Ces jours-ci, Jeffrey Downs s’intéresse aux modèles différents qui émergent dans le milieu de la restauration. Et Montréal vient de lui donner des idées. Il a notamment pris un repas au Mastard, du chef Simon Mathys, anciennement du restaurant Manitoba. L’établissement de la rue Bélanger, qui sert uniquement des soupers cinq services, est fermé les samedis et les dimanches. Le restaurant Sabayon, où il a passé trois soirs en cuisine, n’est tenu que par le couple qui en est propriétaire. Le tandem Demers-Beaudoin vend des billets en ligne pour ses menus dégustation et pour quelques services de thé à la française. Les billets s’envolent chaque mois en quelques minutes.

« Beaucoup de chefs ont été obligés de s’adapter après la pandémie, notamment parce que c’est difficile de trouver de la main-d’œuvre, même dans les meilleurs restaurants du monde. Mais on voit que les clients sont ouverts à de nouvelles propositions. »
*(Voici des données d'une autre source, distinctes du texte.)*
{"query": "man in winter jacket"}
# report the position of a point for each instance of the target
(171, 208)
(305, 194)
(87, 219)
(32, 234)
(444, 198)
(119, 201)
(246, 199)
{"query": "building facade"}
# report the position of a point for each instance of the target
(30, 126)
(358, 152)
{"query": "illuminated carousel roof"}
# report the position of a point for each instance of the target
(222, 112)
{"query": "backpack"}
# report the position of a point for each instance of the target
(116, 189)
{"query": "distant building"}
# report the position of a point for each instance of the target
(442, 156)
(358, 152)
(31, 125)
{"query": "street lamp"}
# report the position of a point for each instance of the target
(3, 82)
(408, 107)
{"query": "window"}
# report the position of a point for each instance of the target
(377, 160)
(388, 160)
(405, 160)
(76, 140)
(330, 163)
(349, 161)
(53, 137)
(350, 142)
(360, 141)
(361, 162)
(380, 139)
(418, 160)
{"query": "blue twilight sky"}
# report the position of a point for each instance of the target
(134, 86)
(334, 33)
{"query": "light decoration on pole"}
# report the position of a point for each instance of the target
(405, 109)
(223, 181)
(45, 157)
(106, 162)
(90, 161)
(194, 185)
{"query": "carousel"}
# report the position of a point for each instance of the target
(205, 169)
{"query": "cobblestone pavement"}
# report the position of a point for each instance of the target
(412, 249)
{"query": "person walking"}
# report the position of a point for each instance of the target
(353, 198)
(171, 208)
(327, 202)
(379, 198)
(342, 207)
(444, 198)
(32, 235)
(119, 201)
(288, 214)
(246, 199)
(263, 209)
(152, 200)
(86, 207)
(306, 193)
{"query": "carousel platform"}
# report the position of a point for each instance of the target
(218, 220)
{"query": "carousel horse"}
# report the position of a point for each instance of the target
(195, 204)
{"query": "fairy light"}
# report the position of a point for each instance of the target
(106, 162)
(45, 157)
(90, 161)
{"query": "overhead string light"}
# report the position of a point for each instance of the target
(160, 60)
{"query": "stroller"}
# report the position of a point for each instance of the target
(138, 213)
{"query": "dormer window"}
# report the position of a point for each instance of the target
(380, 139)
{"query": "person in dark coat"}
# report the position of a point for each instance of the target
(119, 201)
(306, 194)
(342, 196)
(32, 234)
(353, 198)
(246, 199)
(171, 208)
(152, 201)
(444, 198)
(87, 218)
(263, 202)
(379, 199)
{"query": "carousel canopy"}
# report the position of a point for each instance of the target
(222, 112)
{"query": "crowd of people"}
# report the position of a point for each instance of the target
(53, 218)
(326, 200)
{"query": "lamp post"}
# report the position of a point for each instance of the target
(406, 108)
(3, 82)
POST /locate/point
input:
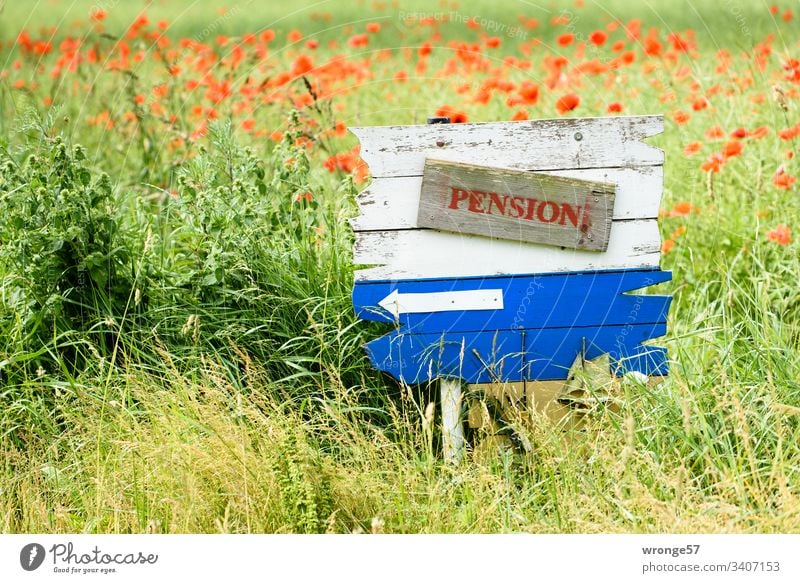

Je serai curieuse de voir quelle sera celle de Jeffrey Downs.

Questionnaire sans filtre

Le café et moi : Un espresso ou un cappucino. Je peux en boire 12 par jour, donc je suis passé au décaféiné.

Les gens (morts ou vivants) que j’aimerais réunir autour d’une table : Ma partenaire de vie, Anthony Bourdain, parce qu’il m’a beaucoup inspiré, et le chef Michel Bras, un révolutionnaire en cuisine qui est aussi un vieil homme gentil.

Ce que je servirais à ce repas : On mangerait dans les années 1970. Il y aurait du caviar Beluga, des ortolans, du chou farci, du champagne vintage et un dessert de Patrice Demers.

Le dernier livre que j’ai acheté : Le livre de recettes du restaurant Olive & Gourmando, dans le Vieux-Montréal. Je l’ai acheté sur place et j’ai été un peu déçu de voir qu’il n’était pas autographié.

Qui est Jeffrey Downs ?

  • Né en Colombie-Britannique, le chef commence sa carrière en cuisine à Vancouver, notamment au restaurant Fuel.
  • En 2009, il s’installe à Montréal, où il travaille au Decca 77 et au restaurant Les trois petits bouchons avant de rejoindre Les 400 coups.
  • Parmi les restaurants détenteurs d’étoiles Michelin où il a travaillé, on trouve le Manresa en Californie, le Nihonryori RyuGin à Tokyo, le Septime à Paris et In De Wulf à Dranouter, en Belgique.
  • Il ouvre le restaurant Holt à Taipei avec des partenaires en 2020. Chef exécutif pour la première fois, il obtient une étoile Michelin en 2022. Il vient de quitter le restaurant.